At Black River
by: Mary Oliver
All day
its dark, slick bronze soaks
in a mossy place,
its teeth,
a multitude
set
for the comedy
the never comes--
its tail
knobbed and shiny,
and with a heavy-weight's punch
packed around the bone.
In beautiful Florida
he is king
of his own part
of the black river,
and from his nap
he will wake
into the warm darkness
to boom, and thrust forward,
paralyzing
the swift, thin-waisted fish,
or the bird
in its frilled, white gown,
that has dipped down
from the heaven of leaves
one last time,
to drink.
Don't think
I'm not afraid.
There is such an unleashing
of horror.
Then I remember:
death comes before
the rolling away
of the stone.
There is no judgement on the part of Mary Oliver here. Nature really isn't good or evil, despite the serpent's guest appearances as Satan in the Bible. Hurricanes are not vindictive. Fires can rejuvenate a forest. Sharks get hungry, as do wolves and lions. The crocodile naps in the warm mud until it needs a snack or is threatened. Then it bellows and barks and brings death to the black river. But there is nothing inherently bad in the crocodile or hurricane or wolf. It's just the way things are.
I had an unexpected evening off. The library event that was supposed to occur tonight was cancelled. So, I found myself at home quite early, eating dinner with my family and catching up on various writing projects I've been neglecting. I ate some leftover July 4th bratwursts, watched The Shining with Jack Nicholson, and wrote a couple new poems.
I haven't been able to sit down just to write poetry in a long, long time. It felt like I was feeding a part of myself that I didn't know was starving. Two or three hours went by so quickly that I didn't even realize the sun had set. It's almost like my inner poet crocodile had been sleeping in the mud of the black river, waiting for an egret to swoop down from the cypresses for a drink of water.
I'm not sure the poems I wrote were any good, but I wrote them. And it filled me with a joy I haven't experienced in a while. I love what I do at the library, and, for the most part, I love teaching at the university. However, sitting down to write poetry, that is my natural habitat. My black river.

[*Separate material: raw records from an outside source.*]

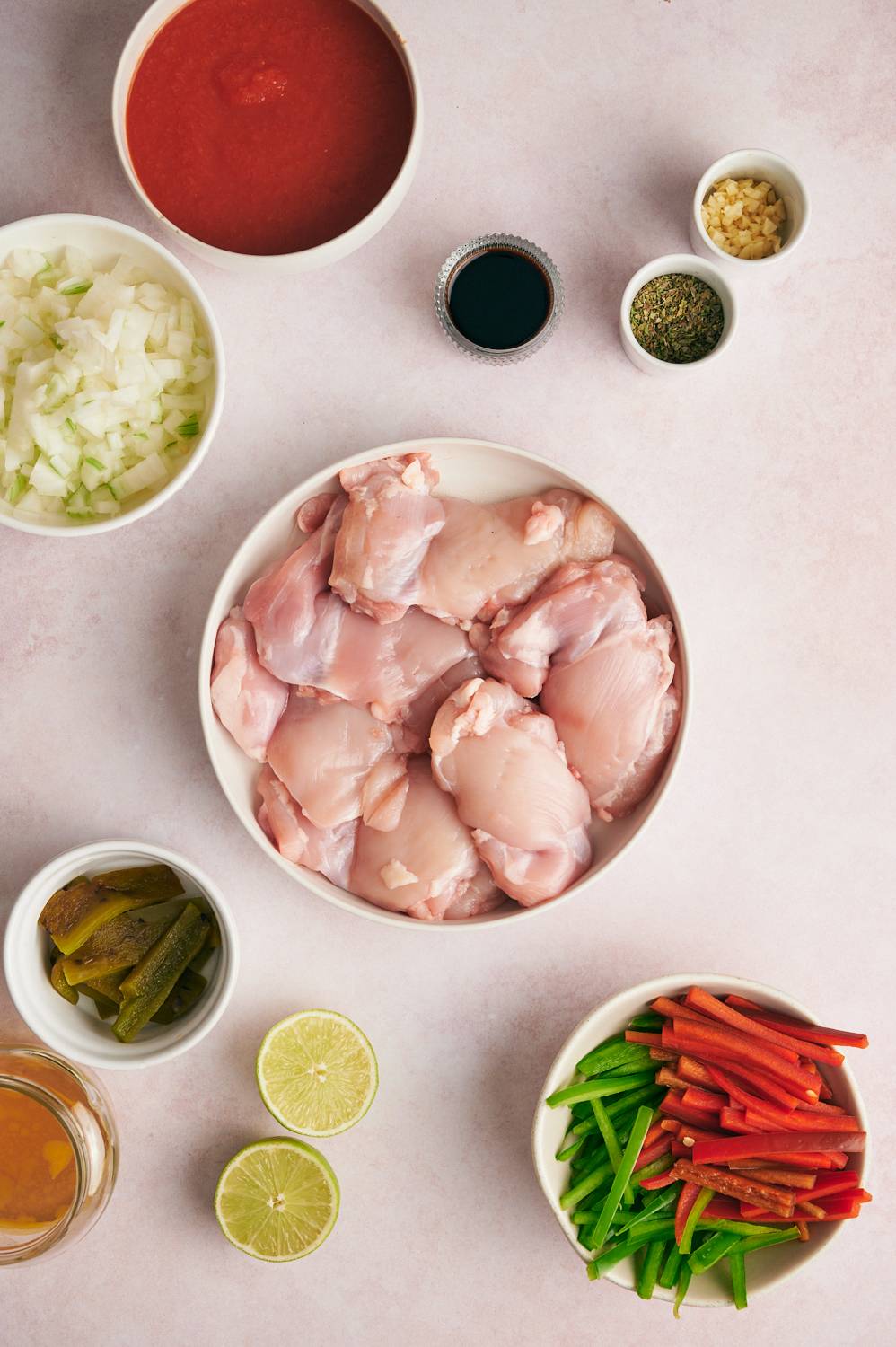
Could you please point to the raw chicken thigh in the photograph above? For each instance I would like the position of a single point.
(309, 638)
(248, 700)
(338, 762)
(427, 867)
(502, 762)
(328, 850)
(605, 674)
(398, 546)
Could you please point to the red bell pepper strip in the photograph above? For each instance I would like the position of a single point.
(666, 1077)
(710, 1005)
(716, 1043)
(654, 1133)
(742, 1002)
(734, 1185)
(734, 1120)
(777, 1142)
(674, 1008)
(686, 1199)
(807, 1161)
(822, 1107)
(848, 1211)
(689, 1133)
(734, 1090)
(826, 1185)
(801, 1029)
(798, 1121)
(697, 1072)
(658, 1182)
(823, 1088)
(736, 1085)
(672, 1106)
(736, 1044)
(697, 1098)
(785, 1177)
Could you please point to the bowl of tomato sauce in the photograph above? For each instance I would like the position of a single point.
(268, 134)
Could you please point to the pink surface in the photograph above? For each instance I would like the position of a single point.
(766, 488)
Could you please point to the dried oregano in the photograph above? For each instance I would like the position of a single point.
(677, 318)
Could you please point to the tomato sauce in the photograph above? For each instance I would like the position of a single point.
(268, 126)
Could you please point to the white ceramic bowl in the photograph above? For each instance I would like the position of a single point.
(77, 1031)
(309, 259)
(480, 471)
(787, 183)
(104, 240)
(767, 1266)
(685, 264)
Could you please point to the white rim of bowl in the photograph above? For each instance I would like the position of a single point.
(683, 264)
(210, 724)
(164, 1051)
(217, 403)
(709, 178)
(355, 237)
(670, 983)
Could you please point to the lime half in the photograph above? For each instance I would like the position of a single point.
(277, 1199)
(317, 1072)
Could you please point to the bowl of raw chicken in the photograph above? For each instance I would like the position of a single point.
(444, 684)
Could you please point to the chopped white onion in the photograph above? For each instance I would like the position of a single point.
(104, 384)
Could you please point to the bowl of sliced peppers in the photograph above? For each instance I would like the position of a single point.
(701, 1137)
(120, 954)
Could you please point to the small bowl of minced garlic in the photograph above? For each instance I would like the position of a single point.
(750, 207)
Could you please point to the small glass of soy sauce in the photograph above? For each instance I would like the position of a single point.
(499, 298)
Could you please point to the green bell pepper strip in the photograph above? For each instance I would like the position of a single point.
(612, 1144)
(739, 1279)
(585, 1185)
(624, 1172)
(567, 1152)
(651, 1209)
(586, 1066)
(669, 1276)
(645, 1094)
(650, 1269)
(736, 1228)
(774, 1237)
(647, 1021)
(712, 1250)
(650, 1233)
(628, 1069)
(596, 1088)
(683, 1282)
(702, 1199)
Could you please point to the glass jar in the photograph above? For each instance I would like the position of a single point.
(58, 1153)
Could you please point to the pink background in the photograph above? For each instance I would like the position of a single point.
(764, 487)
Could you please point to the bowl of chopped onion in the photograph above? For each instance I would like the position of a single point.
(110, 374)
(750, 207)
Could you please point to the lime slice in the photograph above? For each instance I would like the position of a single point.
(317, 1072)
(277, 1199)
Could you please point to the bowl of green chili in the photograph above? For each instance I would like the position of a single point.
(677, 313)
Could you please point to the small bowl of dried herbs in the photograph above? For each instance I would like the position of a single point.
(677, 312)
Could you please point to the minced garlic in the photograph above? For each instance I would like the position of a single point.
(742, 217)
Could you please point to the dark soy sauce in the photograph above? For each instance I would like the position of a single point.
(499, 299)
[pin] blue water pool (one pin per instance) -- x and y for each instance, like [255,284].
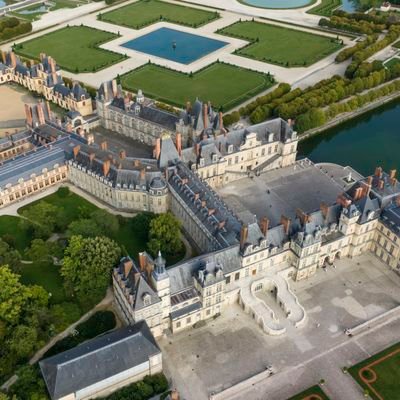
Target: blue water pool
[174,45]
[277,3]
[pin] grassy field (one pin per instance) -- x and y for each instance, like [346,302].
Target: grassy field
[325,8]
[147,12]
[34,12]
[280,45]
[132,237]
[309,393]
[10,225]
[74,48]
[47,275]
[391,63]
[383,374]
[224,85]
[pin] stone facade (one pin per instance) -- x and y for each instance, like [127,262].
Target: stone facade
[44,78]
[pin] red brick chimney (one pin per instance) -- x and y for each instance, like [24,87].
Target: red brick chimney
[285,221]
[13,59]
[143,174]
[76,150]
[142,261]
[157,149]
[40,113]
[178,143]
[244,231]
[378,172]
[205,116]
[324,209]
[128,264]
[264,225]
[106,167]
[28,115]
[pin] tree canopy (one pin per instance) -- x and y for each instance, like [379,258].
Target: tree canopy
[87,267]
[165,235]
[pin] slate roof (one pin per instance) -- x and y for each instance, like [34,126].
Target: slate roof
[98,359]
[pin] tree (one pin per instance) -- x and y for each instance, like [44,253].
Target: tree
[84,227]
[9,256]
[165,235]
[44,218]
[23,341]
[87,267]
[108,223]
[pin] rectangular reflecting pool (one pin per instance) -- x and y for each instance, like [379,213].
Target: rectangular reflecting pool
[174,45]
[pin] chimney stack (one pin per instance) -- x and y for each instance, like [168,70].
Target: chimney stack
[142,261]
[205,116]
[157,149]
[143,174]
[178,141]
[378,172]
[264,225]
[244,231]
[128,264]
[28,115]
[114,87]
[343,200]
[285,221]
[106,167]
[40,113]
[76,151]
[324,209]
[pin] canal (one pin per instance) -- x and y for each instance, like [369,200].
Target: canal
[365,142]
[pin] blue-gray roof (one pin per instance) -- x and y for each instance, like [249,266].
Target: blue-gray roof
[98,359]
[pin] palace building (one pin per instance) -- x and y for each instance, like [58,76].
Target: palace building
[258,216]
[44,78]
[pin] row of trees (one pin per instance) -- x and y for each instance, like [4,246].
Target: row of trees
[12,27]
[363,54]
[316,117]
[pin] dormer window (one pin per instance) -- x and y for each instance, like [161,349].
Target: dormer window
[146,299]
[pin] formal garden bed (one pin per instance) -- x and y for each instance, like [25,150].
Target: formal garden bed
[146,12]
[379,375]
[325,8]
[223,84]
[313,393]
[75,48]
[281,45]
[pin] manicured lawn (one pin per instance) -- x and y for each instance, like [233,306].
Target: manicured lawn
[33,13]
[9,225]
[74,48]
[73,205]
[224,85]
[47,275]
[386,366]
[280,45]
[147,12]
[325,8]
[309,393]
[391,63]
[130,235]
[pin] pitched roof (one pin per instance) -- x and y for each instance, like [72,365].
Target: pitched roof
[98,359]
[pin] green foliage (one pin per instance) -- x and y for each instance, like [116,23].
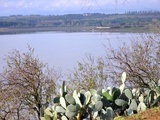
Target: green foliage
[101,105]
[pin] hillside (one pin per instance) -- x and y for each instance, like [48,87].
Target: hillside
[128,22]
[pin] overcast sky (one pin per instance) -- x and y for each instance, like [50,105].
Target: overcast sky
[55,7]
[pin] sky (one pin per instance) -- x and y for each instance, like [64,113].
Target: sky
[60,7]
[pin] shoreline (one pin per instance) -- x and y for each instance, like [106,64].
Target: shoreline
[5,31]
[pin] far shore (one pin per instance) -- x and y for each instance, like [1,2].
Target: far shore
[70,29]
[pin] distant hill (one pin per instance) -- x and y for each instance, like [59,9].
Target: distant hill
[130,21]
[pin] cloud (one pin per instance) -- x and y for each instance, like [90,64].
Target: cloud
[72,6]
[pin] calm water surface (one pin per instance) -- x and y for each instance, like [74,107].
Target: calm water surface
[59,49]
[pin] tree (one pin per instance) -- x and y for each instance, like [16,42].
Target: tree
[89,74]
[140,60]
[34,81]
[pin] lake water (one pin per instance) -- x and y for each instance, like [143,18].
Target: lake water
[59,49]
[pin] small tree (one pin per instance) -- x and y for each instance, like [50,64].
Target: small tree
[35,82]
[89,74]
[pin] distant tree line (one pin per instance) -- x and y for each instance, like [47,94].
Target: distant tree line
[127,20]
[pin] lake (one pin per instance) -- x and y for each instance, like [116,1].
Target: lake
[59,49]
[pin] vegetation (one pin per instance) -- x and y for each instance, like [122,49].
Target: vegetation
[103,104]
[27,86]
[141,21]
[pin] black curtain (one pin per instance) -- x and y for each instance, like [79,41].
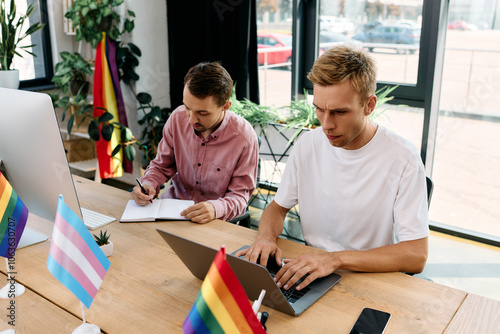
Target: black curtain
[215,30]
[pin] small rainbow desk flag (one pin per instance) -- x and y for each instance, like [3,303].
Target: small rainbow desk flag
[13,214]
[75,259]
[108,95]
[222,305]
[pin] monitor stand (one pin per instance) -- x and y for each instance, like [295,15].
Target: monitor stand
[30,237]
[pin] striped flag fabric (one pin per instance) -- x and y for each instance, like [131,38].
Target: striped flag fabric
[13,214]
[75,259]
[108,95]
[222,305]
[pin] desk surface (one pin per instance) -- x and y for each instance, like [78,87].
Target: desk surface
[149,290]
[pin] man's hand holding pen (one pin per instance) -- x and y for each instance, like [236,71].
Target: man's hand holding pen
[143,194]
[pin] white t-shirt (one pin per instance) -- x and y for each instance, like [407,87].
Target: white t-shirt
[356,199]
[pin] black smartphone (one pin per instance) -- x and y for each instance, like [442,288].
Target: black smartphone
[371,321]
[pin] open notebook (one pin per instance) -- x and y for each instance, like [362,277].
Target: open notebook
[160,209]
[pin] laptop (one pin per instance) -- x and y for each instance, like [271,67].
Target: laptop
[253,277]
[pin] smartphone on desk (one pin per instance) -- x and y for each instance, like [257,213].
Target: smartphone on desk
[371,321]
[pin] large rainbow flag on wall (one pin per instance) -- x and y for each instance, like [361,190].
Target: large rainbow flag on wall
[108,95]
[13,214]
[75,259]
[222,305]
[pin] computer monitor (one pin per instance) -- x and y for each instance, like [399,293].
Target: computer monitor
[32,156]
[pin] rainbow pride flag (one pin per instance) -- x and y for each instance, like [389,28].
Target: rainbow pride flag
[13,214]
[222,305]
[75,259]
[108,95]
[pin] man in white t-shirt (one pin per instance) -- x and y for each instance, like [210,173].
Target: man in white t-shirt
[361,188]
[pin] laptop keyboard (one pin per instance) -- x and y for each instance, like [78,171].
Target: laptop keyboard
[292,295]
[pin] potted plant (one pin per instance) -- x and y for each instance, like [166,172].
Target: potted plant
[92,18]
[104,243]
[11,24]
[71,74]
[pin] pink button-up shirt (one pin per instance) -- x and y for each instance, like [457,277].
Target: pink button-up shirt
[220,169]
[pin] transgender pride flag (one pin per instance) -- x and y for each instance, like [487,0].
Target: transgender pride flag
[75,259]
[13,217]
[222,305]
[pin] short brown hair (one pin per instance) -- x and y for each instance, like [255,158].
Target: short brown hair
[346,62]
[209,79]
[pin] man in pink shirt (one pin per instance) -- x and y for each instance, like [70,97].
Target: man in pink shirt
[209,153]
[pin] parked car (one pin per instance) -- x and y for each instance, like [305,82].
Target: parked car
[327,40]
[336,24]
[274,40]
[393,34]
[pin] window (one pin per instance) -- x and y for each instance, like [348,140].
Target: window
[274,39]
[35,71]
[466,169]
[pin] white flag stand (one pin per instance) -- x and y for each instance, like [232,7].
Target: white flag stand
[86,328]
[12,289]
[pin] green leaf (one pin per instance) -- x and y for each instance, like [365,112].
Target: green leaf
[129,25]
[116,150]
[144,98]
[94,131]
[107,131]
[129,153]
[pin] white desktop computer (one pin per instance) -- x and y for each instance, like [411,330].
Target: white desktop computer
[33,156]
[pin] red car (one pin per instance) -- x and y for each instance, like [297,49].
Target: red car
[275,40]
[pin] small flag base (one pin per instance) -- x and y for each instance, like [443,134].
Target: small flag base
[11,291]
[87,329]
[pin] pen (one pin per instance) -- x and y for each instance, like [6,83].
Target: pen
[143,190]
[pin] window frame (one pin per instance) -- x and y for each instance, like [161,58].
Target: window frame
[45,50]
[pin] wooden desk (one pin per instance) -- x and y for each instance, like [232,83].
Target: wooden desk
[476,315]
[149,290]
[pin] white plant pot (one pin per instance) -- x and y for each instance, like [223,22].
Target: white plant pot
[9,79]
[107,249]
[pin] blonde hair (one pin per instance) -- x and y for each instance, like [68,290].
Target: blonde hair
[346,62]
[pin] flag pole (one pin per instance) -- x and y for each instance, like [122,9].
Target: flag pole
[83,313]
[86,328]
[12,289]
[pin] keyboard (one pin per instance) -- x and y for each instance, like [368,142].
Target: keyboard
[292,295]
[94,220]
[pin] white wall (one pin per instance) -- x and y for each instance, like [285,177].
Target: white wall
[149,34]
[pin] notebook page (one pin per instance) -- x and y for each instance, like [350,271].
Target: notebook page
[171,208]
[135,212]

As I said at the beginning of this post, Oliver doesn't see anything she encounters or experiences in the world as good or evil. Even loss and grief are gifts, along with crocodiles and cormorants. Poetry is a gift. Whether you believe it or not, everyone experiences poetry every day of their lives. Those storm clouds are poetry. Sky so blue it hurts the eyes--poetry. The rabbit eating grass in the backyard--poetry. Just because you don't sit down and write a poem about the rabbit doesn't make it NOT poetry.
So, the next time a mosquito drains some of your blood or a crocodile lunges out of the lagoon or a toad hops on your foot, remember that all of it is poetry. Hungry for your attention.
However, Saint Marty will set traps if he sees a mouse poem in his home.